Government launches £7.3bn National Wealth Fund – reaction

by | Jul 10, 2024

Following the announcement from Chancellor Rachel Reeves that the UK National Wealth Fund is now underway to power green investments and infrastructure development as ‘new industries of the future’, as outlined in the Labour party manifesto.

Headed by a taskforce including former BoE Governor, Mark Carney, the strategy behind the National Wealth Fund is intended to boost the Chancellor’s drive for growth which underpins her economic strategy.

Commenting on the news, Louis Taylor, CEO, British Business Bank said “We welcome this announcement by the Chancellor, Rachel Reeves, that a new National Wealth Fund will be established to drive economic growth and unlock investment in the UK.  Key institutions, including the British Business Bank and the UK Infrastructure Bank, will become aligned under the new National Wealth Fund to invest in the new industries of the future, supporting the government’s new Industrial Strategy.
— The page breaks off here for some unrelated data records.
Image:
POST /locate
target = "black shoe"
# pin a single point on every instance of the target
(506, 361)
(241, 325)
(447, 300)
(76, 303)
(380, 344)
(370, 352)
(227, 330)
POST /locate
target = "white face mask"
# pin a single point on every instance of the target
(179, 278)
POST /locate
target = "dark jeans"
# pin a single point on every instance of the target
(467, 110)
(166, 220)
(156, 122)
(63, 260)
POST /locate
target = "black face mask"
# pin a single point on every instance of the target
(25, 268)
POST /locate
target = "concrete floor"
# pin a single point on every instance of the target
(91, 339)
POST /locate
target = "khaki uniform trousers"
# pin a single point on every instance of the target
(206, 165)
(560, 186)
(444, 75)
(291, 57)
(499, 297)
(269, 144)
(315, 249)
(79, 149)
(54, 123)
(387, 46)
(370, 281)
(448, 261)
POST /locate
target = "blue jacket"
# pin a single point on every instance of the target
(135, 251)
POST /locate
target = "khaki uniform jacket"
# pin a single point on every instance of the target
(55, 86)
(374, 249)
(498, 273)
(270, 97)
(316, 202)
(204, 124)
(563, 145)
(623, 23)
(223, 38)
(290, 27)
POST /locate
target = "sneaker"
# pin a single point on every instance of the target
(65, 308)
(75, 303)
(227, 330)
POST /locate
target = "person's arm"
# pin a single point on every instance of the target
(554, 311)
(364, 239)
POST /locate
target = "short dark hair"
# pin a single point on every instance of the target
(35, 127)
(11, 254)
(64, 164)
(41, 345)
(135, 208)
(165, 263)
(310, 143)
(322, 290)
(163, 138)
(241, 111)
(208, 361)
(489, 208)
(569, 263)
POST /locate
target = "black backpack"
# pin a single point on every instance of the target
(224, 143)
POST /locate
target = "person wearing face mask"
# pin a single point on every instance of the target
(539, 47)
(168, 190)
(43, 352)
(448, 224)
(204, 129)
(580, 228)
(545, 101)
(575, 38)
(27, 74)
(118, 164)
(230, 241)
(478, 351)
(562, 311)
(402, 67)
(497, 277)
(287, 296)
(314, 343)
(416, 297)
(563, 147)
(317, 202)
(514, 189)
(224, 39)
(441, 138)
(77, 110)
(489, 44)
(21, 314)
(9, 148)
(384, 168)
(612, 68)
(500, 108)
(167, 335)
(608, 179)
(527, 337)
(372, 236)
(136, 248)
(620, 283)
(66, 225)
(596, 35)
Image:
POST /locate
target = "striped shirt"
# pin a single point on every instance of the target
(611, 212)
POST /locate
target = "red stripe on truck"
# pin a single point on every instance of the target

This announcement is a strong endorsement of the British Business Bank’s 10-year track record, broad skills and capabilities including our position as the UK’s largest domestic investor in venture and venture growth capital and the most active late-stage investor in UK life sciences and deeptech.

We expect the National Wealth Fund to create a single coherent governmental offer for businesses and a compelling proposition for investors that will help mobilise billions more in private investment in line with a lot of our recent work, enabling us to catalyse external institutional capital, including pension fund investment, into UK high potential companies, by leveraging the British Business Bank’s scale, networks, and track record.”

Also commenting, James Walton, Partner in the Banking & Finance team at law firm Charles Russell Speechlys, said about the new scheme : “There is a huge wall of private capital out there with appetite to invest in the UK, particularly across the sectors which the National Wealth Fund appears to be focussed on – green and high growth industries.  We can expect that there will be significant interest in the scheme from investors, but the acid test will be how accessible the funds are for the relevant businesses. When developing these schemes, legally there is a lot to think about to ensure that funds are allocated in the right places for the right reasons.”

Nigel Peaple, Director of Policy and Advocacy at the PLSA said:In examining the role pensions might play in providing additional investment in UK growth assets, the PLSA recommended last year that the Government take steps, alongside the British Business Bank, to improve the pipeline of investible assets available to pension funds. We welcome the Government acting decisively to set out plans for a National Wealth Fund for this purpose and look forward to working in partnership to help develop solutions that work for savers, pension funds and the economy.”

Naureen Zahid, Director of Investor Relations at OpenOcean, said: “This can’t become merely a rebranding exercise. It’s reassuring to see the government resolve any confusion between the UK Infrastructure Bank (UKIB) and National Wealth Fund (NWF). However, clear differentiation and streamlined operations are essential to avoid bureaucratic redundancies that could hamper the fund’s effectiveness. Investors will be watching closely to ensure that the NWF genuinely catalyses growth rather than just shifting existing structures around.

While working with local mayors to tailor finance and investment strategies for specific needs is a step in the right direction, the government must set out clear plans for regional investment ecosystems across the country. By providing various investment opportunities without dictating asset allocation and sharing information on different performance metrics, it can create incentives to invest, rather than mandates. This means building confidence, especially among those invested within private markets who have been apprehensive in investing in the country. That is a key prerequisite before the government sees real action, translating as reduced and stable inflation figures close to its target, guided by strong macroeconomic policy.”